Many years ago, Bill Janklow, then governor of South Dakota, launched an effort aiming at getting abandoned farmsteads cleaned up. As part of the process, there was a focus on proper well abandonment. That is where we come in. Quite often, that involves digging out legs, removing windmills, towers and piping, and sealing the well properly. Inasmuch as my wife, Joan, had a good relationship with several farm management companies, we did many of these projects. In the process, we were allowed to look over abandoned sites and take what we wanted, as the remains were to be pushed into a hole, burned and buried.
Two potato cutters (as well as several other interesting pieces now in our museum) came out of groves during that time. The wooden one was recently given to us. I cleaned up the duckbill-type cutter, preferring to leave the other as found and merely get it functional.
The green unit has an adjustable stop on the end of the cutting section, allowing the user to make large pieces on the stem end (there are typically fewer eyes on the stem end, so bigger pieces were needed). Also, depending on the variety – for instance, long and narrow, or short and fat – the cutter could be set accordingly.
Beneath the cutting section, a tine grate carried seed pieces to the bag. A vibrating action would sort out chips, which would not plant anyway. The blades on that and the rotary cutter are basically made from sharpened strapping band. Today, OSHA would most likely build a fence around a rotary cutter and not let anyone near it! One can easily imagine, years ago, a machine like this being fed by a small child, not knowing it could easily maim or kill him.
The unit has an 18:1 reduction on the machine already, plus, the speed needs to be reduced further ahead of that reduction to get down to a few rpm/minute, allowing adequate time to set the spuds on the cup in a relatively small window of opportunity, as it were. All in all, it was not an especially user-friendly device!

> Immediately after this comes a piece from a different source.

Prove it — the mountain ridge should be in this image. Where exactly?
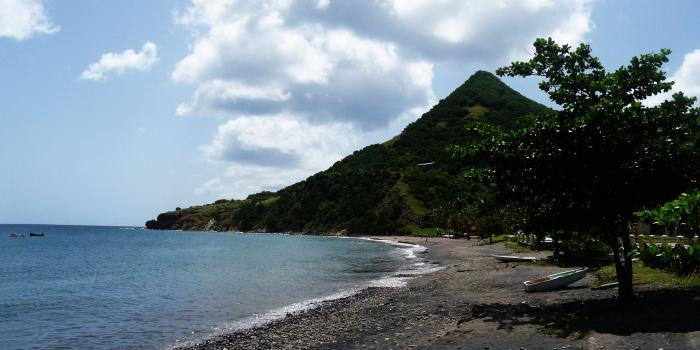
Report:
[146,71,548,234]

The wooden unit is a model of simplicity itself. The blades are built like small cradles, centering the potato. The user would then push down, and cut pieces magically appear below. The only injury possible to the operator here would be self-induced. Hence, for the home gardener, this is faster than a paring knife.
As a family, we raised potatoes for about 100 years, getting out of the business in 1972, when the grocery chain we’d sold to folded. We raised about 50,000 bushels a year, processing them for the fresh market, hauling two semi loads a week in season to Sioux City, Iowa. We had several styles of mechanical cutters, one designed by my dad and me (which “read” the potato’s length and pushed it off into the correct cutting area), as well as several conventional foot-operated Hoovers, which were sold by Deere & Co. We had to cut a lot of spuds for seed.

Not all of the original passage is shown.